I agree with this. Using an Ecollar to blast a dog off a prey driven chase works only sometimes. Sometimes the dog thinks that the pain he's getting is a result of being away from the handler and so they return to the handler and then won't leave his side. Some dogs just power through the pain. 

That's one reason that I developed my protocol for stopping such chases using low level stim. None of the fallout that can occur with the conventional method of stopping this with an Ecollar, occurs.


----------



## coffenut (Jan 3, 2012)

I have to admit that I am very very close to using an ECollar on Káva. I took her out yesterday to get some photographs with fall foliage and to take pictures of my sister and her family. The problem was that I had forgotten her "sensation" harness. She loves my two little nephews and was desperate to keep up with them. Unfortunately, I am disabled and she kept pulling me off of my feet (I did 3 face plants). I ended up having to loop the leash around her neck as a makeshift choke collar. Even so, she pulled to the point where I can barely walk today. When the boys weren't around, she walked just fine with me. I just don't know what to do.


----------



## GoldensGirl (Aug 2, 2010)

coffenut said:


> I have to admit that I am very very close to using an ECollar on Káva. I took her out yesterday to get some photographs with fall foliage and to take pictures of my sister and her family. The problem was that I had forgotten her "sensation" harness. She loves my two little nephews and was desperate to keep up with them. Unfortunately, I am disabled and she kept pulling me off of my feet (I did 3 face plants). I ended up having to loop the leash around her neck as a makeshift choke collar. Even so, she pulled to the point where I can barely walk today. When the boys weren't around, she walked just fine with me. I just don't know what to do.

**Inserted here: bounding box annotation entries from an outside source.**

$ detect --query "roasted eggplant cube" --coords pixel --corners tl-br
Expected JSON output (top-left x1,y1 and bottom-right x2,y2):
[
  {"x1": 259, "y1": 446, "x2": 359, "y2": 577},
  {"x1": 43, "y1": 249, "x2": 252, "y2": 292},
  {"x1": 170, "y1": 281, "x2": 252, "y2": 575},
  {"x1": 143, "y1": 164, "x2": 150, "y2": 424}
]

Perhaps 10 years ago, I was walking two Goldens in a public park. Suddenly one decided to dash for the nearby river and the other saw another Golden and decided to run visit. Their combined actions pulled me off my feet and they dragged me face down for several feet before I let go of the leashes. I was very lucky that I wasn't seriously injured and that friendly bystanders caught my fur kids and brought them back to me. I promptly enrolled the older one in an obedience class, which helped.

The trainer was insistent that I should try a pronged "training collar." I was horrified by the appearance of the collar, as many people are. But under the trainer's supervision, I tried it and it allowed me to walk my headstrong dogs safely. Their eager dance whenever I touched those collars convinced me that they were not hurt by the prongs. I realized that they controlled the pressure on the collar and simply had to stop pulling if the collar became uncomfortable. 

Pronged collars provoke heated discussions here, but I would not hesitate to use a pronged collar in a situation like yours. If you try one, please get a trainer to show you how to fit and use it.


----------



## tippykayak (Oct 27, 2008)

Lou Castle said:


> Delivering an aversive is punishment. Removing the aversive is reinforcing.


To be precise, the removal of the aversive is negatively reinforcing, and behavioral science makes a distinction between positive and negative reinforcement because the outcomes are different, not just the delivery.



Lou Castle said:


> And so the Ecollar is balanced equally between punishment and reinforcement.


Between positive punishment and negative reinforcement, again, for the sake of precision.



Lou Castle said:


> I'll say that it's impossible to do so. Since you'll probably disagree, just tell us, in detail, how you teach the sit and I'll show you where the aversives (punishment) are in your training.


See? You're deliberately blurring the lines already. I used "aversive" to mean "addition of negative stimulus," and now you're already trying to equate it with the behavioral term "punishment," which includes negative punishment, which of course you use in training an non-aversive sit. You can train a sit without _adding a negative stimulus_. I do not believe you can do it without withholding a positive stimulus.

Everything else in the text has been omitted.